Today, Latha can proudly declare that she is Kerala’s first woman chef — and after having polished off the spread she laid out for me at the Grand Hyatt Kochi, Bolgatty, overlooking the Vembanad backwaters, I saluted her determination to hang on to her dream even after not finding a chef's job in Kozhikode after graduating from the Food Craft Institute.
Breaking stereotypes and smashing patriarchy: Kerala's first woman chef graduated from Food Craft Institute. (Source: Mail Today)
Latha’s paternal grandmother was a temple cook, so, in a way, she is carrying forward a family legacy, and she has held a number of responsible positions — one of them being the personal chef of Dubai-based billionaire and hotelier B. Ravi Pillai. Interestingly, her present place of employment is the showpiece property of another rich and famous Malayali, M.A. Yusuff Ali, owner of the Lulu group of department stores and a hotelier ranked No.1 among 100 business owners in the Arabian world by Forbes Middle East. My meal started with the famous kulukki (shaken) sarbath of Kozhikode.

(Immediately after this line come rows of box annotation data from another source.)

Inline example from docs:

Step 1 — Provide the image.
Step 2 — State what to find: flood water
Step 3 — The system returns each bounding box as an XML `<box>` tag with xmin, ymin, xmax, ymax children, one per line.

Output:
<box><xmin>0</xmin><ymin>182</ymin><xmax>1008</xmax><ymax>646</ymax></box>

Introduced to me by the restaurant manager of Malabar Cafe, a young woman from Uttarakhand, the shaken drink started off like Kerala's answer to a virgin mojito (the only addition being the basil, or sabja, seeds to lend a crunch to the experience), but today, there are as many inventive variants as there are people ready to experiment with it, so I chose pineapple from the six choices I was given. Believe me, it was just the relief I needed from the muggy heat.
Foodgasms galore: Red mullet is a staple dish in Kerala and is often featured on restaurant menus. (Source: Mail Today)

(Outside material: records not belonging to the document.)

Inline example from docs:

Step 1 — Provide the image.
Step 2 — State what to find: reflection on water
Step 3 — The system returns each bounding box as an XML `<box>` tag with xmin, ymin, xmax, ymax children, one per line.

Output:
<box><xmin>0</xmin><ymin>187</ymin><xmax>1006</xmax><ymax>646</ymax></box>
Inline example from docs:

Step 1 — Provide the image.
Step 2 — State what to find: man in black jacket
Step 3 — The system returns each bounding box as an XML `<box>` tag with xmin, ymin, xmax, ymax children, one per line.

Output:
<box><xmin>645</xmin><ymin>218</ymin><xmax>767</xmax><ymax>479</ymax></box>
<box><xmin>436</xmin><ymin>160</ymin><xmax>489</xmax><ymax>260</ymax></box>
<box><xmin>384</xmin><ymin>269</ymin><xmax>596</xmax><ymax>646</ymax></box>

After the Kozhikode cooler came a steady procession of food -- the Syrian Christian Kozhi Mappas (chicken and coconut milk), Meen Manga Curry (fish cooked with raw mango), Beef Chilli Fry (a favourite of the Malayalis), Karimeen Pollichatthu (pearl spot fish -- another star of the Kerala kitchen -- marinated with Kashmiri red chillies, black pepper and turmeric powder, wrapped in a banana leaf, and then grilled), delicious Podhi Meen (for want of a better word, little pakodas made with anchovies), parantha squares wrapped in duck egg omelette, and finally, the unputdownable Malabar Mutton Dum Biryani made with the aromatic, short-grained jeerakasala rice of Wyanad and served with raita, puthina chammanthi (mint chutney) and date pickle.
After all this food, I desperately needed mishti -- and it came in the form of the Onam must-have, Parippu Payasam, or lentils sequentially cooked in ghee, coconut water and jaggery water, and then topped up with first-press coconut milk and cashew. All of this could only be washed down with a chai glass of Sulaimani tea (lemon tea sweetened by a cinnamon stick and a sprig of mint added for visual and flavour effect). It is central to the plot of the Malayalam film, Ustad Hotel, and it was the favourite drink of one of the greatest Malayam writers, Vaikom Mohammad Basheer.
A reward for the digestive tract: Sulaimani, in Arabic, means 'man of peace'. (Source: YouTube)
Sulaimani in Arabic means ‘man of peace’. A glass of it is enough to calm your digestive tract after all the hard work it has done.